# Introduction
Hi everyone! This is my first notebook on Kaggle. This dataset doesn't contain enough information for any machine learning so the focus will be on exploring and visualizing the data. Please let me know if you have any feedback - I'm always looking to improve!

# Imports & Settings

In [None]:
import numpy as np
import pandas as pd
import seaborn as sns
import matplotlib.pyplot as plt
%matplotlib inline

In [None]:
sns.set_theme(context='talk', style='darkgrid')

# Basic Data Information

In [None]:
df = pd.read_csv('../input/countries-life-expectancy/Life expectancy.csv')
df.head()

In [None]:
df.info()

In [None]:
df.describe()

In [None]:
df.Entity.nunique()

In [None]:
df.Entity.unique()

# Visualizations
In this section, I'll ask several different questions I'm curious about and then answer them with visualizations. Any interesting observations will also be noted.

## How has the median life expectancy for all 15 countries changed over time?

In [None]:
fig = plt.figure(figsize=(10, 6))
sns.lineplot(data=df.groupby('Year').median(), x='Year', y='Life expectancy')
plt.title('15-Country Median Life Expectancy');

**Observations:**
- Data before the 1870s is likely backfilled due to the lack of variance.
- WW1, the Spanish Flu, and WW2's impacts on life expectancy are all clearly visible.
- Rapid progress was made in the 20th century but appears to be cooling off at the start of the 21st.

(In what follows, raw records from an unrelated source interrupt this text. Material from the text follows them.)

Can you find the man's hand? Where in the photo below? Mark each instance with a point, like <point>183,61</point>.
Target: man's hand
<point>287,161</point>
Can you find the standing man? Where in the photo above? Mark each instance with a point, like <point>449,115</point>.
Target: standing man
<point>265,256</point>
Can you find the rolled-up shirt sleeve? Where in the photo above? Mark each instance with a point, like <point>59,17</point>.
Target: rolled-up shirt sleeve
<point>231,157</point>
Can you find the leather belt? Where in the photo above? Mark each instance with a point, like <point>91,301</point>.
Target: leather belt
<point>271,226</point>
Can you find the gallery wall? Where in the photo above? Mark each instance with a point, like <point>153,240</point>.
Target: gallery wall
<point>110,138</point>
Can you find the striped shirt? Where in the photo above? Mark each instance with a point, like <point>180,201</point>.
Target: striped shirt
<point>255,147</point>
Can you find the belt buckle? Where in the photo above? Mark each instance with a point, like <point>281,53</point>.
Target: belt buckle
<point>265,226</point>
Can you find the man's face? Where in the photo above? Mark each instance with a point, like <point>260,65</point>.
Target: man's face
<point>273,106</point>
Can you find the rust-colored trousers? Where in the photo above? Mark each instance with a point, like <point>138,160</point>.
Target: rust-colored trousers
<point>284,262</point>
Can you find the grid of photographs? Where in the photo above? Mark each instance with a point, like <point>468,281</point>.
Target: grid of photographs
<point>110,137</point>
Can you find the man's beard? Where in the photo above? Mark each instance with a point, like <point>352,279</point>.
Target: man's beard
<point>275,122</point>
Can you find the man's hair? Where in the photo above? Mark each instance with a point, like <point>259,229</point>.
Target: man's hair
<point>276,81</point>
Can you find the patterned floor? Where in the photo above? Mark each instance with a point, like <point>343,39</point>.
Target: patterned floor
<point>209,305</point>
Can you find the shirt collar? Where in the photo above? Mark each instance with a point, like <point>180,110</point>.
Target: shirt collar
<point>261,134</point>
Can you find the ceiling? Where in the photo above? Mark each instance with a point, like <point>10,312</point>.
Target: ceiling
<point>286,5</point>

Are we reaching a natural boundary?

## What are the current life expectancies for each country?

In [None]:
df_2 = df.copy()
df_2 = df_2[df.Year == df.Year.max()]
df_2.sort_values('Life expectancy', ascending=False, inplace=True)
df_2

In [None]:
fig = plt.figure(figsize=(8, 10))
sns.barplot(data=df_2, x='Life expectancy', y='Entity', palette='crest', orient='h')
plt.title('2016 Life Expectency');

**Observations:**
- Without additional data on things like GDP, healthcare quality index, etc., it's difficult to determine any clear pattern here.
- Geographic location does not seem to matter. Japan and India are both in Asia but are at opposite ends of the graph. Similar story for Switzerland and Russia.
- Not much variation at the top of the list, reinforcing the idea of approaching a natural boundary.

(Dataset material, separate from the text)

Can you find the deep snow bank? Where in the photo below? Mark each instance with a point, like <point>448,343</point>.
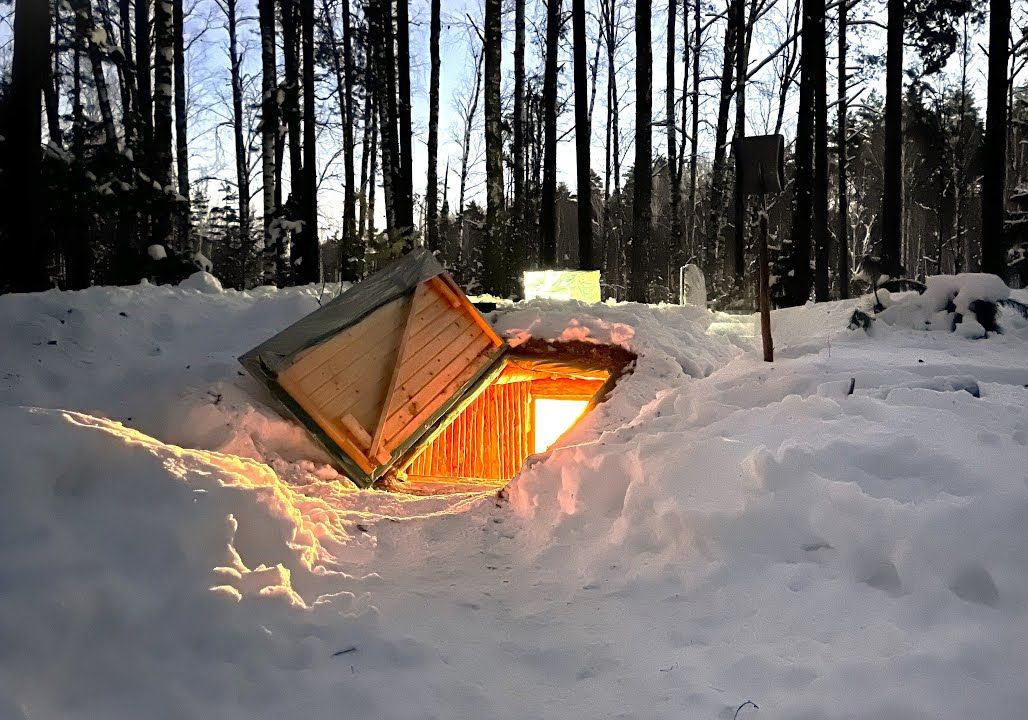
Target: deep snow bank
<point>719,531</point>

## What are the growth rates in life expectancy for each country since 1900?

In [None]:
df_3 = df.copy()
df_3 = df_3[(df_3.Year == df_3.Year.max()) | (df_3.Year == 1900)]
df_3['pct_chg'] = df_3['Life expectancy'].pct_change()*100
df_3

In [None]:
fig = plt.figure(figsize=(8, 10))
sns.barplot(data=df_3[df_3.Year == 2016].sort_values('pct_chg', ascending=False), x='pct_chg', y='Entity', palette='crest', orient='h')
plt.title('Change in Life Expectancy (1900 - 2016)')
plt.xlabel('Percent Change');

**Observations:**
- The countries that were near the bottom of the current life expectancy visualization have actually improved the most since 1900.

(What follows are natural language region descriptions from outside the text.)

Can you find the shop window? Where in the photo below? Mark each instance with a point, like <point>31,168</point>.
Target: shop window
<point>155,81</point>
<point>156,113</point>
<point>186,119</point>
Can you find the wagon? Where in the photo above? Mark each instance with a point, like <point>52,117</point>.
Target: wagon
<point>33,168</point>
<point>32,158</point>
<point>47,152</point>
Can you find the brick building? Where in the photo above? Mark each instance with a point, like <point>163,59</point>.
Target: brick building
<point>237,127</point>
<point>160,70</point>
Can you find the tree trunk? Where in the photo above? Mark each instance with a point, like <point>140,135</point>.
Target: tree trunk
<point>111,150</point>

## How has the standard deviation of life expectancy changed over time?
Given the previous two charts, I'm curious how countries have "clustered" over time. One way to check for this in a general sense is by plotting the rolling standard deviation. In years where certain countries have a much higher life expectancy than others we would expect the standard deviation to be high. Conversely, in years where countries begin to cluster together with similar life expectancies the standard deviation will be low.

In [None]:
df_4 = df.copy()
df_4 = df_4.groupby('Year').std()
df_4.head()

In [None]:
fig = plt.figure(figsize=(10, 6))
sns.lineplot(data=df_4, x='Year', y='Life expectancy')
plt.title('Standard Deviation of Life Expectancy');

**Observations:**
- As mentioned before, the data pre-1870s was likely backfilled and has artificially low standard deviation.
- Up to and during both world wars, the standard deviation sharply increased. This is expected and indicates that certain countries were much more damaged than others.
- Post-WW2, the standard deviation has fallen dramatically as more and more countries close in on the natural boundary.

## How many countries had *decreasing* life expectancies per year?

In [None]:
df_5 = df.copy()
df_5['decr'] = df_5['Life expectancy'].diff()
df_5 = df_5[df_5.decr < 0]
df_5 = df_5.groupby('Year').count()
df_5 = df_5[1:]  # Removing first row since it will be inaccurate
df_5.head()

In [None]:
fig = plt.figure(figsize=(10, 6))
sns.lineplot(data=df_5, x='Year', y='decr')
plt.title('Number of Countries with Decreasing Life Expectancy')
plt.ylabel('Number of Countries');

In [None]:
df_5[df_5.decr == 15]

**Observations:**
- The Spanish Flu impacted all 15 countries in this dataset and caused their life expectancies to decline in 1918.